TrayMenu 2.0.1 is a nifty little program that sits in the system tray, near the clock on your Windows task bar. Its main purpose is to present you with a menu of all the shortcuts on your desktop. Even if your shortcuts are obscured, clicking on the TrayMenu icon will pop up a list of them that looks much like the Windows Start menu. Clicking on any shortcut on the TrayMenu menu will launch the shortcut, just as though you had double clicked on the shortcut on your desktop.
A useful feature of TrayMenu is to be able to put other shortcuts directly into the system tray. Any shortcut that you place in the same folder as TrayMenu's program will appear next to the TrayMenu icon. And you can make a special shortcut that places a Window List along side the TrayMenu icon. The Window List is a list of all windows, open or minimized. Any window on the list can be selected to open it and bring it to the top.
TrayMenu is easy to install. Just download the ZIP file and unzip it to its own directory. If you want to make sure that it runs every time you log in, add the program to your Startup group. TrayMenu is free from Iglyph Design and can be downloaded from the company's Web site, www.iglyph.com.
Tomoaki Nakashima's WinScroll lets you have several virtual desktops that you can scroll through. You can think of your desktop as having two layers, one layer that holds your wallpaper, shortcuts, and task bar, and another layer that holds any open windows. Using the WinScroll scrollbar, you can scroll the layer that holds the windows while the other layer remains fixed.

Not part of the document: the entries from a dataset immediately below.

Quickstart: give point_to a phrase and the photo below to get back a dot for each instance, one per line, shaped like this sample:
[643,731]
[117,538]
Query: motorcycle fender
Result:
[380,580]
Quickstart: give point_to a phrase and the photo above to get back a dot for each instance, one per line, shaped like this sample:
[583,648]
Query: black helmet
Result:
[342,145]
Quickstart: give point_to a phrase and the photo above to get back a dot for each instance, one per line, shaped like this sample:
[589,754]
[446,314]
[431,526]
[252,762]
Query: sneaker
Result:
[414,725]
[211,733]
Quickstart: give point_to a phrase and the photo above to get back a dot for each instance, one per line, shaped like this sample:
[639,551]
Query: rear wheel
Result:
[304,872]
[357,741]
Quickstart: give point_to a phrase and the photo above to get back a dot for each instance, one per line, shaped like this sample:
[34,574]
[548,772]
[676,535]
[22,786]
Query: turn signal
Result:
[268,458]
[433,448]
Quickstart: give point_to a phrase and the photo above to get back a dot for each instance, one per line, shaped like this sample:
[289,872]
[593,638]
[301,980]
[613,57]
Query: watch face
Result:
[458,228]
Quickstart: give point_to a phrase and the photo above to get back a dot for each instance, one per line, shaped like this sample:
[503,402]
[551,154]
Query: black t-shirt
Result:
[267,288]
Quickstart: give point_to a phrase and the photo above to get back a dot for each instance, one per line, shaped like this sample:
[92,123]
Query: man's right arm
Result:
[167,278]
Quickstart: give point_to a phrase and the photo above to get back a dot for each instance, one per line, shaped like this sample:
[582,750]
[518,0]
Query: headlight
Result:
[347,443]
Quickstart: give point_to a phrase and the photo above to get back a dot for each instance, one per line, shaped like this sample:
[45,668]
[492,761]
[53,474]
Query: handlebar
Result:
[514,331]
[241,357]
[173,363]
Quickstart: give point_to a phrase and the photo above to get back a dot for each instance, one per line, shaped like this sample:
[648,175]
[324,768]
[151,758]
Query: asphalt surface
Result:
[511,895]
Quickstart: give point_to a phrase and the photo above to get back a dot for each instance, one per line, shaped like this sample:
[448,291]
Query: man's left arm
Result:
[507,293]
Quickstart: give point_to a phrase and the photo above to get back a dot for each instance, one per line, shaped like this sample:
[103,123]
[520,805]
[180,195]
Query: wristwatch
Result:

You can configure the number of virtual desktops you want to have. If you selected three, for example, then you could scroll through three desktops of windows. As you scroll from one desktop to the next, any window you open on that desktop stays there. You could have your word processor open on one desktop, e-mail on another, and your Web browser on a third. You can still use the task bar to select any program you want to use since the task bar doesn't scroll. Selecting a program from the task bar will cause the correct virtual desktop to scroll into view.
By default, the WinScroll scrollbar attaches itself to the right side of your desktop to let you scroll your virtual desktops vertically. You can undock the scrollbar and resize it to sit anywhere on your desktop. WinScroll's Gather feature lets you collect all open windows onto the current virtual desktop. Another useful feature lets you select windows that you don't want to scroll, essentially attaching them to the nonscrolling layer.
WinScroll is easy to install. All you have to do is download the ZIP file and unzip it to whatever directory you prefer. If you want it to run every time you log in, add the program to your Startup group. Double right clicking on the scrollbar brings up the configuration options. Download the program for free from the author's Web site at www.kinet.or.jp/naka/tomo/winscroll.html. Unless you prefer Japanese, be sure that you download the English version.